During ECI speech therapy, a child practices physical and mental speech exercises meant to support and work on their specific issue. The practices may address stuttering, forming words, using language, or comprehension. Despite the seriousness of the goals, many exercises are led as games so that children are more wholly engaged. There will also likely be exercises for the parents to “take-home” and practice actively with their child.

Early childhood intervention at ECCM


The Early Intervention program at ECCM is family-centered and available for children up to age 5. A service coordinator will hear out your child’s needs and coordinate early intervention services. Eligibility for early intervention is determined either through a qualifying diagnosis or through a multi-disciplinary evaluation, which evaluates the following five areas of early childhood development: cognitive, communication, social/emotional, physical, or adaptive. If there is a 25% delay or more in at least one of those areas, a service coordinator can: 


  • connect you and your child with a qualified provider to develop a therapy plan, 
  • monitor the services to ensure the best outcomes and practices, 
  • connect you to other valuable resources, 
  • answer your questions about your child's needs. 


If you notice setbacks or delays in your child’s development, get assistance early.
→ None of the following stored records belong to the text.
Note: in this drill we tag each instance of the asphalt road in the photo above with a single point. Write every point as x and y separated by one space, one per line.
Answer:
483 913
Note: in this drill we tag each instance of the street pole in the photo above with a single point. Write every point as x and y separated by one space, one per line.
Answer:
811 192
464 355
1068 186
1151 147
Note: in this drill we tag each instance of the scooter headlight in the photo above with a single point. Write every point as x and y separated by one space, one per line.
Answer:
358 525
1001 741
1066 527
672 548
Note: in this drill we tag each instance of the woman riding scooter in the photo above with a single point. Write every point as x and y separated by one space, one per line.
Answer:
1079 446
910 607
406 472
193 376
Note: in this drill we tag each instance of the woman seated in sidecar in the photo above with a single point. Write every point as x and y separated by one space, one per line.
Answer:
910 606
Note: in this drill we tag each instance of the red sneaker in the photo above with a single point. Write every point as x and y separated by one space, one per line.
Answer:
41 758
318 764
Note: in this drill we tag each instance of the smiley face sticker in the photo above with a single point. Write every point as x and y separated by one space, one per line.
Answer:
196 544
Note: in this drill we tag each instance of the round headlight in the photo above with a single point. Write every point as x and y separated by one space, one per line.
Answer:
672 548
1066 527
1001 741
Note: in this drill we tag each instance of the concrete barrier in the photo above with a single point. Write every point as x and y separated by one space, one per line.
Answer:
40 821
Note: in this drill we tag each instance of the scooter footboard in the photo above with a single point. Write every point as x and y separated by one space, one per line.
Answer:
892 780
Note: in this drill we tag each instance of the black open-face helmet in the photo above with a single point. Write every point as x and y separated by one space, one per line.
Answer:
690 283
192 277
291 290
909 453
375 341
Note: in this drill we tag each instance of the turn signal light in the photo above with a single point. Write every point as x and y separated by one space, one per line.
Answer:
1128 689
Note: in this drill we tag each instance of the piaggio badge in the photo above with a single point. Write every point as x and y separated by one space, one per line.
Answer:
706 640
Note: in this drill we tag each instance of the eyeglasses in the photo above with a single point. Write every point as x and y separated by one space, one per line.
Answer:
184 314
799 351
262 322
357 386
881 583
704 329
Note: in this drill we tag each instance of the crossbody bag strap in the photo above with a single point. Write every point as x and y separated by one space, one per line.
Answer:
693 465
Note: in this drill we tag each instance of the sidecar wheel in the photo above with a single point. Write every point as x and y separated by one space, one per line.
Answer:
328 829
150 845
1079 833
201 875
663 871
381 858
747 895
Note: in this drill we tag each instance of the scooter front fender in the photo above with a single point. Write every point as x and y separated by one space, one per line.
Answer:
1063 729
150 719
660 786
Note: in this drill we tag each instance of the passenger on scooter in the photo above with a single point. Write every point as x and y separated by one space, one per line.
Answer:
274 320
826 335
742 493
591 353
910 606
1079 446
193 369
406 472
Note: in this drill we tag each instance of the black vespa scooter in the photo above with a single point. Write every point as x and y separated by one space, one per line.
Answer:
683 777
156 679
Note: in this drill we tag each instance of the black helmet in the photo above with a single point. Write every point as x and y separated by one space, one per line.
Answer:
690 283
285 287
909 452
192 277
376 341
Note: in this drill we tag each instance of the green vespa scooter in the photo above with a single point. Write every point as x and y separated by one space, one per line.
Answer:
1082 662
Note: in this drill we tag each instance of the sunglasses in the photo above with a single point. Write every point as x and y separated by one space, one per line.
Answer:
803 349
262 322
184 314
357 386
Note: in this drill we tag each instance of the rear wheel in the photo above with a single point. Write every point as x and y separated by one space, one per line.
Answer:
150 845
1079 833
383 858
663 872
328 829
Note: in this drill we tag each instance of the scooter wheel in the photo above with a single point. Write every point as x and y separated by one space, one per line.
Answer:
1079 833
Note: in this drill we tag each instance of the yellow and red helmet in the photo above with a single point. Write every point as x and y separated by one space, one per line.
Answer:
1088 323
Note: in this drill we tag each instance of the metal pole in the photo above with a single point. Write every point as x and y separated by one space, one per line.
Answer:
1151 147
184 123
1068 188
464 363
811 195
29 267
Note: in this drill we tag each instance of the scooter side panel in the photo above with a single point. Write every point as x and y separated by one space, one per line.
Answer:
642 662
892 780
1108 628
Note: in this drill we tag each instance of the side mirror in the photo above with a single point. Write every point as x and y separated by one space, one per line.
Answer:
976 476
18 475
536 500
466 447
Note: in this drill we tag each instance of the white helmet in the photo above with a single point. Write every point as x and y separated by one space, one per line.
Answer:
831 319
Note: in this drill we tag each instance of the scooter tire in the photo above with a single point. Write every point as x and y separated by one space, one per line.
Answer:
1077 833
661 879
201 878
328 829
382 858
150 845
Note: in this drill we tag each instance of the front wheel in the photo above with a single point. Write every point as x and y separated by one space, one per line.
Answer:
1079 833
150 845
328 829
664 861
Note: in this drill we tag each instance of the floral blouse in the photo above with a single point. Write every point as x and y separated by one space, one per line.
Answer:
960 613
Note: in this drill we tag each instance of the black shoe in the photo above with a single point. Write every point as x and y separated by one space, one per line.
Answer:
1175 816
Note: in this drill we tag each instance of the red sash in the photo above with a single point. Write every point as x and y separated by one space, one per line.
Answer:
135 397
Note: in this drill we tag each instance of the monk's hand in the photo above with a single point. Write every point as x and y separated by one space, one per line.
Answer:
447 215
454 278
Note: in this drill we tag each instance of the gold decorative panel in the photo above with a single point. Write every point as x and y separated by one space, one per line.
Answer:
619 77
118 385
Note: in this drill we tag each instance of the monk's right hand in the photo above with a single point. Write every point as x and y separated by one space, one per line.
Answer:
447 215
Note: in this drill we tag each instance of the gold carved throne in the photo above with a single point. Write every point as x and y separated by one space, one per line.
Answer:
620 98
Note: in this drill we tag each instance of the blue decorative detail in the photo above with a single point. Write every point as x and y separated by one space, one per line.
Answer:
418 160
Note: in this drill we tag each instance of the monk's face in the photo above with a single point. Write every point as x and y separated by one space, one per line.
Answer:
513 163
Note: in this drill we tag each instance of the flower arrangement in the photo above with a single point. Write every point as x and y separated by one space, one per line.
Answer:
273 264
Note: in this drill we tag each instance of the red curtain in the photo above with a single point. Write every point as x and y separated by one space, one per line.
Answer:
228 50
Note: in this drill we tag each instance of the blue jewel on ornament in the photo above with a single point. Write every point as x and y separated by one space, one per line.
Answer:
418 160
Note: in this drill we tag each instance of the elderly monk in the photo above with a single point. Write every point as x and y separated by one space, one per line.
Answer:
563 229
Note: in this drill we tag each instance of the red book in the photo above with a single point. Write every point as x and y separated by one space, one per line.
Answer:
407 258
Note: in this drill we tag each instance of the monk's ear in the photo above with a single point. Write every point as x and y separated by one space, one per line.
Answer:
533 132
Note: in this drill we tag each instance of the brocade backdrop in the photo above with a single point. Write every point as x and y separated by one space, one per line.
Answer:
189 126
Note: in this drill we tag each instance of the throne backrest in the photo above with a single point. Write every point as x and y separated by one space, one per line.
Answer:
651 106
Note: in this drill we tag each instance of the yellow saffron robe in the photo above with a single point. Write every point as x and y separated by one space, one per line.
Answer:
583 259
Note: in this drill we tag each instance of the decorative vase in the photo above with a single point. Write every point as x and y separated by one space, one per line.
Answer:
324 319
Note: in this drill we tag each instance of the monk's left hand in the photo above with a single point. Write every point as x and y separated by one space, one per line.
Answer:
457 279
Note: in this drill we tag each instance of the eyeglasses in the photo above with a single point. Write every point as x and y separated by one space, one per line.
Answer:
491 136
This allows for your child to overcome their obstacles sooner and maximize learning potential at this crucial time in their development. Nearly 1 in 12 children in the United States are diagnosed with a disorder relating to speech or voice, according to the National Institute on Deafness and Other Communication Disorders. Speech delays should not be viewed as bad or embarrassing — it just means that your child has specific learning needs, and we can help you figure out what they are.